Extract lines matching a pattern from all text files in a folder to a single output file

37,824

Solution 1

I think that mklement0's suggestion to use Select-String is the way to go. Adding to his answer, you can pipe the output of Get-ChildItem into the Select-String so that the entire process becomes a Powershell one liner.

Something like this:

Get-ChildItem "folder" -Filter *.txt | Select-String -Pattern '^%%' | Select -ExpandProperty line | Set-Content "Output.txt"

Solution 2

The Select-String cmdlet offers a much simpler solution (PSv3+ syntax):

(Select-String -Path folder\*.txt -Pattern '^%%').Line | Set-Content Output.txt
  • Select-String accepts a filename/path pattern via its -Path parameter, so, in this simple case, there is no need for Get-ChildItem.

    • If, by contrast, you input file selection is recursive or uses more complex criteria, you can pipe Get-ChildItem's output to Select-String, as demonstrated in Dave Sexton's helpful answer.
    • Note that, according to the docs, Select-String by default assumes that the input files are UTF-8-encoded, but you can change that with the -Encoding parameter; also consider the output encoding discussed below.
  • Select-String's -Pattern parameter expects a regular expression rather than a wildcard expression.
    ^%% only matches literal %% at the start (^) of a line.

  • Select-String outputs [Microsoft.PowerShell.Commands.MatchInfo] objects that contain information about each match; each object's .Line property contains the full text of an input line that matched.

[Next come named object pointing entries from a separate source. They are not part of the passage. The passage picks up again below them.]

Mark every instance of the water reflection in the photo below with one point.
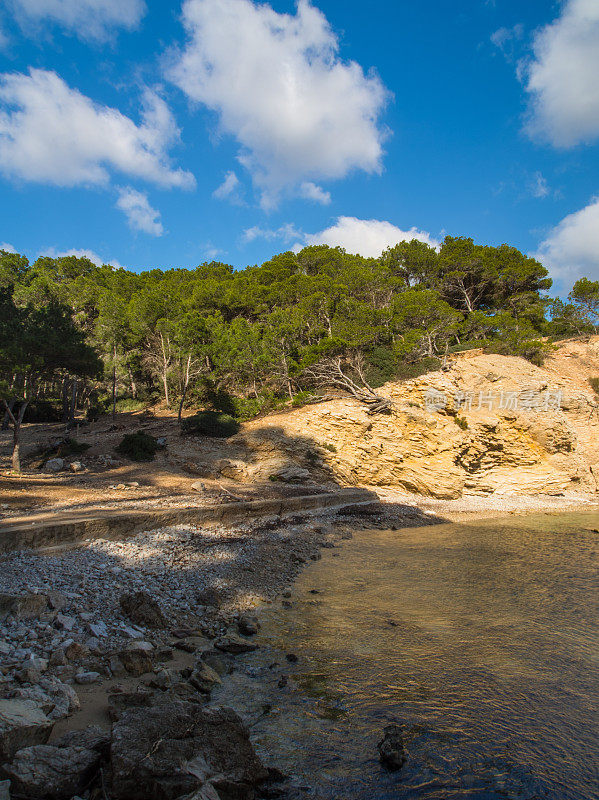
(481, 641)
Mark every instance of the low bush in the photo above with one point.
(210, 423)
(44, 411)
(138, 446)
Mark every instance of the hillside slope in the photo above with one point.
(517, 429)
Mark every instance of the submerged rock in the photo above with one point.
(392, 753)
(248, 624)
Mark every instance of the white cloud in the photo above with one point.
(506, 38)
(50, 133)
(89, 19)
(538, 185)
(140, 214)
(230, 189)
(52, 252)
(368, 237)
(277, 85)
(562, 77)
(310, 191)
(286, 233)
(571, 249)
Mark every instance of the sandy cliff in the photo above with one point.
(487, 424)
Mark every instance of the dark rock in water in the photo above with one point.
(178, 748)
(45, 771)
(123, 701)
(232, 643)
(248, 624)
(143, 609)
(392, 753)
(211, 596)
(361, 509)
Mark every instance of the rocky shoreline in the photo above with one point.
(97, 641)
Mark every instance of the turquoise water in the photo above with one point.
(480, 640)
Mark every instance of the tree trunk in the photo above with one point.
(6, 418)
(114, 382)
(73, 401)
(16, 435)
(185, 385)
(65, 399)
(165, 364)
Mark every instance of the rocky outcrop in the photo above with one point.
(176, 749)
(486, 424)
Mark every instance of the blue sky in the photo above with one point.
(159, 134)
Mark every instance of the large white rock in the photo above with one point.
(22, 723)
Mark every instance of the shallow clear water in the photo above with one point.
(481, 641)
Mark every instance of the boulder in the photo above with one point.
(120, 702)
(136, 662)
(91, 738)
(204, 678)
(22, 606)
(22, 723)
(54, 465)
(176, 748)
(233, 643)
(248, 624)
(143, 609)
(45, 771)
(55, 698)
(392, 753)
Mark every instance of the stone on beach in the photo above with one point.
(45, 771)
(22, 723)
(143, 610)
(22, 606)
(235, 644)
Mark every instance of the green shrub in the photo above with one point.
(301, 398)
(129, 404)
(44, 411)
(248, 407)
(138, 446)
(210, 423)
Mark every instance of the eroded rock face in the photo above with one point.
(177, 748)
(485, 443)
(22, 723)
(44, 771)
(22, 606)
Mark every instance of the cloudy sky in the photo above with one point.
(155, 134)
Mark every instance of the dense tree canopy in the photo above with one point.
(249, 339)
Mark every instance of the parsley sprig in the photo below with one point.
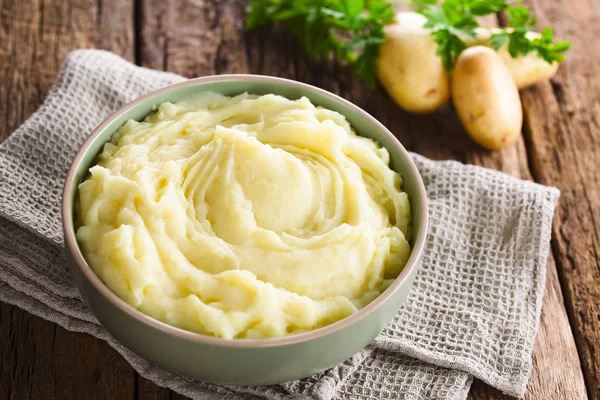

  • Set-Content Output.txt sends all matching lines to single output file Output.txt

    • Set-Content uses the system's legacy Windows codepage (an 8-bit single-byte encoding - even though the documentation mistakenly claims that ASCII files are produced).
      If you want to control the output encoding explicitly, use the -Encoding parameter; e.g., ... | Set-Content Output.txt -Encoding Utf8.
    • By contrast, >, the output redirection operator always creates UTF-16LE files (an encoding PowerShell calls Unicode), as does Out-File by default (which can be changed with -Encoding).
      Also note that > / Out-File apply PowerShell's default formatting to the input objects to obtain the string representation to write to the output file, whereas Set-Content treats the input as strings (calls .ToString() on input objects, if necessary). In the case at hand, since all input objects are already strings, there is no difference (except for the character encoding, potentially).

As for what you've tried:

  • $_ inside your foreach ($file in $files) refers to a file (a [System.IO.FileInfo] object), so you're effectively evaluating your wildcard expression *%%* against the input file's name rather than its contents.

  • Aside from that, wildcard pattern *%%* will match %% anywhere in the input string, not just at its start (you'd have to use %%* instead).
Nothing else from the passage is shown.